Tag der Erinnerung 2021

COM_JCALPRO_STARTDATE: Fr. 11 Jun, 2021 9:00
Dauer: Ganzer Tag

 

Am 11. Juni 2021, 21 Jahre nach der Ermordung Alberto Adrianos und 13 Jahre nach dem Mord an Hans-Joachim Sbrzesny, lädt das Multikulturelle Zentrum Dessau e.V. gemeinsam mit der auch der AGSA angehörenden Arbeitsgruppe "Tag der Erinnerung", zum Gedenken in Dessau und in anderen Städten ein. 

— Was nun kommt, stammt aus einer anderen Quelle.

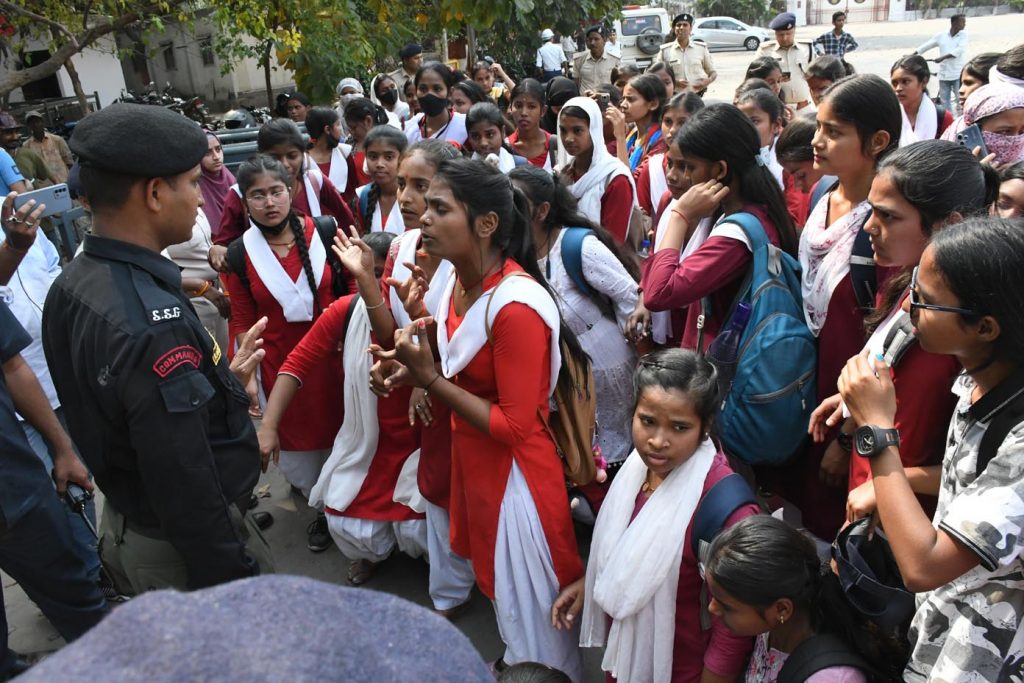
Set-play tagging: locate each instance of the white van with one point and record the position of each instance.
(642, 31)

Dazu sind in Dessau um 14 Uhr an der Stele im Stadtpark und um 15 Uhr an der Parkbank am Hauptbahnhof zivilgesellschaftliche Akteur*innen, engagierte Bürger*innen und Vertreter*innen politischer Parteien oder Institutionen sowie die allgemeine Öffentlichkeit eingeladen. Vor Ort sein werden auch Vertreter*innen der Strukturen der Mobilen Opferberatung in Sachsen-Anhalt, des Flüchtlingsrates Sachsen-Anhalt, der Auslandsgesellschaft Sachsen-Anhalt, des Alternativen Jugendzentrums Dessau und andere, sowie Vertreter*innen der demokratischen Parteien in Land und Kommune und der Stadt Dessau-Roßlau, darunter Oberbürgermeister Kuras. Es gelten die bekannten Hygieneregeln lt. Corona-EindV des Landes.

 

Seit der Wende sind mindestens 14 weitere Orte hinzugekommen, an denen Menschen ihr Leben verloren haben, weil sie Hass getriebenen, rassistisch, völkisch oder biologistisch motivierten Tätern gewaltvoll zum Opfer gefallen sind.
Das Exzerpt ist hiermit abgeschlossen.